One of the coolest festivals of the year starts Thursday- The Japan Society’s Japan Cuts. This annual orgy of cinematic goodness plumbs the depths of Japanese cinema to reveal all sorts of goodies. I know that isn’t the most sophisticated way of saying things but Japan Cuts is too cool not to get a little emotional.
While most people in New York got to know Japan Cuts due to the co-presentations and overlap with the New York Asian Film Festival, this year the programmers have ended the overlap and for the first time in a long time it will stand on its own- and we are so much better for it. Having seen most of the films I can honestly say that the ability to see all the films without having to choose ones at a rival fest will allow more people see some truly fantastic films.
This year it looks as though we will be covering every film other than BLEACH because it sold out. And while there is an added screening at 11pm- I can’t cover it without springing from a hotel room in Manhattan.

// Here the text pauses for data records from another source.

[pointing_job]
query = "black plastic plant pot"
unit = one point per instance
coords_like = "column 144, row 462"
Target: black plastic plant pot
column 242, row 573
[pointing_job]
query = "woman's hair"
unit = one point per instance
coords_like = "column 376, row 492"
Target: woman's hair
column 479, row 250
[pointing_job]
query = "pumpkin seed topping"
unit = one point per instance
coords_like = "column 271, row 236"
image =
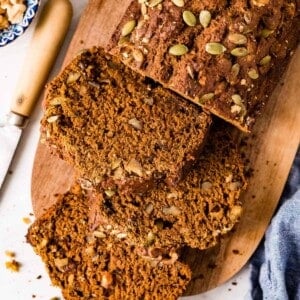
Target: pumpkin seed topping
column 205, row 18
column 237, row 99
column 215, row 48
column 153, row 3
column 253, row 74
column 128, row 27
column 237, row 38
column 178, row 50
column 265, row 60
column 239, row 51
column 179, row 3
column 266, row 32
column 189, row 18
column 235, row 69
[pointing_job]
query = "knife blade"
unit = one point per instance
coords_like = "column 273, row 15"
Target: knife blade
column 50, row 31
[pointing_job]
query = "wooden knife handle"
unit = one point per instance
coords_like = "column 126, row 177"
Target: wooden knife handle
column 47, row 39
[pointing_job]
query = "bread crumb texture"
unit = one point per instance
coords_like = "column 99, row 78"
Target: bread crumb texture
column 226, row 56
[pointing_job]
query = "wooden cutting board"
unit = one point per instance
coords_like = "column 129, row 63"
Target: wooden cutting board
column 270, row 148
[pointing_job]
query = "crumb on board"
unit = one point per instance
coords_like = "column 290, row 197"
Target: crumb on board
column 10, row 253
column 13, row 265
column 26, row 220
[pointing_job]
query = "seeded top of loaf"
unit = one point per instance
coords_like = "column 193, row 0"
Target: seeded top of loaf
column 86, row 266
column 118, row 128
column 226, row 56
column 204, row 206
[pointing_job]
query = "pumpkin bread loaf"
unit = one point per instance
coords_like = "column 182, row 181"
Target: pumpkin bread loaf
column 118, row 128
column 226, row 56
column 86, row 265
column 203, row 207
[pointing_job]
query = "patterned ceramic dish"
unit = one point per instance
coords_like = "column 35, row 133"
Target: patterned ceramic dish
column 14, row 31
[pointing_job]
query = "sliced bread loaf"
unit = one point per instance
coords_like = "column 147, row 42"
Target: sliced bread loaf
column 226, row 56
column 203, row 207
column 120, row 129
column 87, row 265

While I have liked to some degree or other everything I’ve seen- there are some I loved and those are listed below. While films like MORI and BLANK 13 are sold out you may be able to score tickets on the cancelation line
Regardless go to the Japan cuts website and buy ticket (info and tickets here)

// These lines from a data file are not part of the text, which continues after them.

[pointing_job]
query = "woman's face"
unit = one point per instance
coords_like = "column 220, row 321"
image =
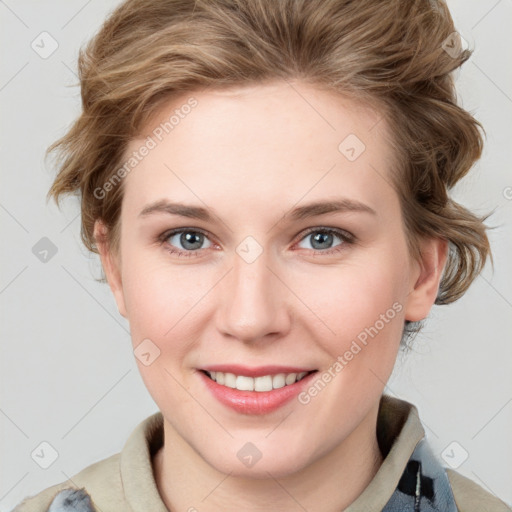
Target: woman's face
column 257, row 282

And now the films getting the Unseen Films seal of approval:
Is it comedy drama or dramatic comedy? Deeply moving film about the sons of a confirmed gambler who ran out on them 15 years earlier dealing with his return to their life while on his death bed. A magnificent exploration of how we see those we love, hate or deal with in our lives. A stunning achievement and my vote for the best film at this year’s Japan Cuts
Unless you’ve seen the earlier Burning Buddha Man you’ve not seen anything like this disturbing face punch about a secret amusement park where visitors must fight mutant monsters or risk being turned into one themselves. Not for most audiences but this manga/anime hybrid will thrill a select audience.
Born Bone Born
Based on a short film by the director this film follows a pregnant woman was she returns home to help wash the bones of her mother. Odd quirky and accasionally moving, it has a deeply moving an unexpected ending which includes what maybe one of my favorite final shots in any movie ever.
Mori:The Artist’s Habitat
Day in the life of a 94 year old artist who is endlessly fascinated by life in all its forms and who has no intention of leaving this world any time soon. Deeply moving, this is a film that will force you to re-engage with life and really see life. The more I think about it the more absolutely love it.

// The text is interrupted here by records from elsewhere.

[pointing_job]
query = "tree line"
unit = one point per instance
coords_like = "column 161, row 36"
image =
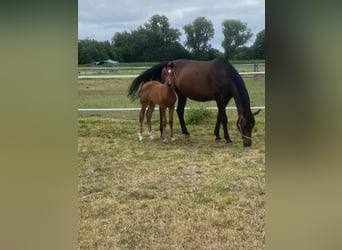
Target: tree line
column 157, row 41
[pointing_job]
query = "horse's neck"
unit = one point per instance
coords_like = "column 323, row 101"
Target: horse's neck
column 241, row 105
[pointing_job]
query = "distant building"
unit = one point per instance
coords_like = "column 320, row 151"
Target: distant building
column 114, row 63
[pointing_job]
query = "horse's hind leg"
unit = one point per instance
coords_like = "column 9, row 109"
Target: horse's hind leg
column 149, row 112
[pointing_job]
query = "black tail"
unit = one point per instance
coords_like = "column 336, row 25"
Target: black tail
column 153, row 73
column 240, row 84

Takeshi Kitano returns in the third film in the Outrage series. Probably the weakest of the three, it still has some great moments as the stupid move of a smart ass yakuza brings down Kitano’s wrath. While Kitano disappears for about half the film his presence hangs over everything. A delight for any Kitano fan.
Nobuhiko Obayashi’s 40 year struggle to adapt Kazuo Dan’s 1937 novella is done. The result is a one of a kind movie that only Obayashi could have made. Completely and totally a piece of cinema the story of a group of friends on the brink of the Second World War will delight and move you. A film like any other, it is a must see for any fan of film and what it can do.